«Personne, pas même une multinationale comme Nestlé, n'est au-dessus des lois», dénonce l'association de défense des consommateurs dans un communiqué mercredi. Foodwatch s'appuie sur une enquête de Radio France et du journal Le Monde, qui ont révélé fin janvier que la filiale du groupe romand a eu recours «à des systèmes de traitement de l'eau tels que des filtres à charbon ou des filtres UV» pour ses marques Perrier, dont la source se situe dans le sud de la France, mais aussi Vittel, Hépar et Contrex, prélevées dans les Vosges.
Chez Nestlé Waters, «ce sont 100% des marques qui sont concernées par l'utilisation de traitements interdits», ajoute l'ONG, qui pointe aussi le groupe français Sources Alma.
Pour Foodwatch, «la fraude aux eaux filtrées illégalement est comparable au scandale de la viande de cheval il y a une dizaine d'années». Celle-ci souligne qu'«il y a clairement une infraction à la réglementation, tromperie des consommateurs, gain économique et intention de tromper puisque les entreprises ont dissimulé les procédés de filtration aux contrôleurs et se sont bien gardé de donner les informations aux consommateurs ou aux distributeurs», écoulant «leurs produits pourtant non-conformes pendant des années à la fois en France mais aussi probablement sur le marché intérieur européen».
L'organisation «questionne aussi la complaisance de la France, mouillée dans cette affaire depuis plusieurs années, qui aurait dû alerter les autorités européennes et les autres Etats membres importateurs de ces eaux». Elle a interpellé par courrier la Commissaire européenne à la santé et la sécurité alimentaire.
Une enquête préliminaire pour tromperie a déjà été ouverte à une date non précisée par le parquet d'Epinal, dans les Vosges, pour tromperie à l'encontre de Nestlé Waters.
Nestlé plaide la sécurité alimentaire
Au moment des révélations de l'affaire, le minéralier a assuré auprès de l'AFP que même si ces traitements «ont toujours eu pour objectif de garantir la sécurité alimentaire», ils «ont mené l'entreprise à perdre de vue l'enjeu de conformité réglementaire». Les marques concernées sont désormais «pleinement conformes au cadre réglementaire applicable en France», a déclaré l'entreprise, qui dit avoir abandonné les traitements interdits au cours des trois dernières années.

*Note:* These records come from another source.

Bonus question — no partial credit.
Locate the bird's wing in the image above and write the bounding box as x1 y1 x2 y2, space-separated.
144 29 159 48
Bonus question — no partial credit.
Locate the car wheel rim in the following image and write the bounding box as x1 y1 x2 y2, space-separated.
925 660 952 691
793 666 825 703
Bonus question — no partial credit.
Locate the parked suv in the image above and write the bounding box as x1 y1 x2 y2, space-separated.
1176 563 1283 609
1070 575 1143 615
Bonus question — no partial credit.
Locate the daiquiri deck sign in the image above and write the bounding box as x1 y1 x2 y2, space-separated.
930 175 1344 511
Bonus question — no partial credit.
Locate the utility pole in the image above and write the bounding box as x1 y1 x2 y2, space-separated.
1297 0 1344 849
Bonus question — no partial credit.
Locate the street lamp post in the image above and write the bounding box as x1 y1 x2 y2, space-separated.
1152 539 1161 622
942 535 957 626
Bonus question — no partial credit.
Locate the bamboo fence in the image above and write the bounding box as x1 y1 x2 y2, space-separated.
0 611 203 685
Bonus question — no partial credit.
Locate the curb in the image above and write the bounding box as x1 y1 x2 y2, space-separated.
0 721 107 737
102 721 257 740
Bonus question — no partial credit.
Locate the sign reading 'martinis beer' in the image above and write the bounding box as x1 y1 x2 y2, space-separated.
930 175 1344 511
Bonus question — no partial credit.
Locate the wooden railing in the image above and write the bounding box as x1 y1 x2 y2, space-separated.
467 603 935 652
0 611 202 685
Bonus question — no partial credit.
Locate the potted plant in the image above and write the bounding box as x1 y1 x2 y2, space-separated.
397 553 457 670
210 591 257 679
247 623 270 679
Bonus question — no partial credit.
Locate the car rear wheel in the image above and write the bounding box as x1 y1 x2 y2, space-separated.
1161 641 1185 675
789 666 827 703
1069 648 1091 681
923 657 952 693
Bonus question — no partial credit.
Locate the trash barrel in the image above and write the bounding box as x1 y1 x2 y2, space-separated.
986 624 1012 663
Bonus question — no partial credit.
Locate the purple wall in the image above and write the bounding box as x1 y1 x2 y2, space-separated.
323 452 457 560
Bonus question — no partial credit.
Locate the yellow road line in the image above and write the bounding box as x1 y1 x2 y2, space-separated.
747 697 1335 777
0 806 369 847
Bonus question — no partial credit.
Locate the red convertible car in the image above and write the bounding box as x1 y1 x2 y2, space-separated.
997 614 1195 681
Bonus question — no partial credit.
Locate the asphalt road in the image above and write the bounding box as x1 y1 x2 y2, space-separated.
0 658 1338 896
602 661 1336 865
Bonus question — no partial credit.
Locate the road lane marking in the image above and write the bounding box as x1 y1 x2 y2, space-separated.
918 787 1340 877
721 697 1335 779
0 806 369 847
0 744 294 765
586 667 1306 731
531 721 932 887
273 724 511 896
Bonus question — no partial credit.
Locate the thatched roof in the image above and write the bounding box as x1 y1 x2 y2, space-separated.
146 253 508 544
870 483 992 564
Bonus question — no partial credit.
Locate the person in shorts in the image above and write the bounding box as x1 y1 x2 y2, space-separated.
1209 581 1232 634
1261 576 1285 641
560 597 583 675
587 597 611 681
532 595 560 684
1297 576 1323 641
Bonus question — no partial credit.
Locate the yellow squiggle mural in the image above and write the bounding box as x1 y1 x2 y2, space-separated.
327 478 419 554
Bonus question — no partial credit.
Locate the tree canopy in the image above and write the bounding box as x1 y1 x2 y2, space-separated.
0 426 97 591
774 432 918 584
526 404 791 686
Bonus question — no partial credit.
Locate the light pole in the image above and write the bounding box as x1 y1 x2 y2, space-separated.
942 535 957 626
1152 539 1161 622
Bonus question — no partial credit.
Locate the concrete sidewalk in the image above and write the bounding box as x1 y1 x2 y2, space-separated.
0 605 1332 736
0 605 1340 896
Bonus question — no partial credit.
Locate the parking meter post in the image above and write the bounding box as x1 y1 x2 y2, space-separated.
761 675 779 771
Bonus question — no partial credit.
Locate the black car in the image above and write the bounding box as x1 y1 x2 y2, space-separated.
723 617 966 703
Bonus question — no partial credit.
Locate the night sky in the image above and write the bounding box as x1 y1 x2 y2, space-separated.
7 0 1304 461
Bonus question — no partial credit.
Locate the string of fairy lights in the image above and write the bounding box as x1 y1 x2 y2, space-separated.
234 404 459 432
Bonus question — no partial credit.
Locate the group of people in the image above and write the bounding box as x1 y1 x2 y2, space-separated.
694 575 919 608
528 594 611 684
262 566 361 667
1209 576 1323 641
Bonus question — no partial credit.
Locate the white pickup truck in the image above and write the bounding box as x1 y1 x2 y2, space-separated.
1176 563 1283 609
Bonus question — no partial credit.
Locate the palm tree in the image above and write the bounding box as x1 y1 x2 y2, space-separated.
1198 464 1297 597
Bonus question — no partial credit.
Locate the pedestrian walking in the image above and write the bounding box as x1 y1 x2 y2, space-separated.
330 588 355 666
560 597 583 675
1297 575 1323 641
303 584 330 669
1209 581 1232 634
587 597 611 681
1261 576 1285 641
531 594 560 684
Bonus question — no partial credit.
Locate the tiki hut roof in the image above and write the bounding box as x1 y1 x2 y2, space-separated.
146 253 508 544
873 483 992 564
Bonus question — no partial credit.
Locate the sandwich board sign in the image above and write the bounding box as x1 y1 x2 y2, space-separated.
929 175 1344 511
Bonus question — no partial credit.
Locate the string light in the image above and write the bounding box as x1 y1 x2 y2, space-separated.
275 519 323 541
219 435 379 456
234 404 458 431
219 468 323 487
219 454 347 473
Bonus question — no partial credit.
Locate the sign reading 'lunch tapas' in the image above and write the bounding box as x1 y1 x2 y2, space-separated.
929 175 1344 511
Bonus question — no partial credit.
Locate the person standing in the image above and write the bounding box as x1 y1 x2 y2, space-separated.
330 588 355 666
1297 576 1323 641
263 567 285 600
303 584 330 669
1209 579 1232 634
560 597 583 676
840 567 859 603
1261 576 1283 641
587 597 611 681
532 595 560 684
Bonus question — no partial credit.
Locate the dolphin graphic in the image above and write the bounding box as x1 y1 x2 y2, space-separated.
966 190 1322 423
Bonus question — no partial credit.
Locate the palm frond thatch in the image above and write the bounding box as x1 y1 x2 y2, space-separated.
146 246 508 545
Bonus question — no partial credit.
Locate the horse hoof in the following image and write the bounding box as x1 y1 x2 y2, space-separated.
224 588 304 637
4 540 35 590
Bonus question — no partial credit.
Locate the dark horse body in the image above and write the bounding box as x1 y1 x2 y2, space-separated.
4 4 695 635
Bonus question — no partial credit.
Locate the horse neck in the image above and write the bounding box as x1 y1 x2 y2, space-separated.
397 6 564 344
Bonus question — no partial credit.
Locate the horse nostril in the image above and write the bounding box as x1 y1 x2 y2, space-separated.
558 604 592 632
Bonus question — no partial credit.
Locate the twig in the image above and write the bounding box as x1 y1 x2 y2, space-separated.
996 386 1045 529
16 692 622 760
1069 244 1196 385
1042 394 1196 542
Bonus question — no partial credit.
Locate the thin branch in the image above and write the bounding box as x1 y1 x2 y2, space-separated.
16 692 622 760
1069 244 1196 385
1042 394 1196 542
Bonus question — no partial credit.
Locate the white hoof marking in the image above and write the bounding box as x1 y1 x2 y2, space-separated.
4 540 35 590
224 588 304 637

Elle a justifié cette pratique par les «évolutions de l'environnement autour de ses sources», et la présence de «différents éléments chimiques ou microbiologiques» qui s'amoncellent au «passage de l'eau dans les nappes souterraines ou à travers son cheminement dans les tuyaux de l'usine».
En Suisse, Nestlé a reconnu avoir utilisé «des filtres au charbon actif» pour son eau minérale Henniez, dans le canton de Vaud, c'est-à-dire «des mesures de protection non conformes au cadre réglementaire» arrêtées fin 2022.
L'an dernier, Nestlé Waters a suspendu au printemps deux forages de son eau Hépar dans les Vosges en raison de «conditions climatiques qui se détériorent», avant d'annoncer la suppression de 171 emplois sur les 721 que comptait alors la filiale du géant veveysan à Vittel.
A la même époque, les célèbres bouteilles vertes de Perrier se sont faites plus rares dans les rayons des supermarchés. La multinationale expliquait alors être «confrontée à des conditions d'exploitation de plus en plus difficiles», «notamment en raison d'événements climatiques devenus plus fréquents et plus intenses, avec une alternance d'épisodes de sécheresse et de fortes pluies».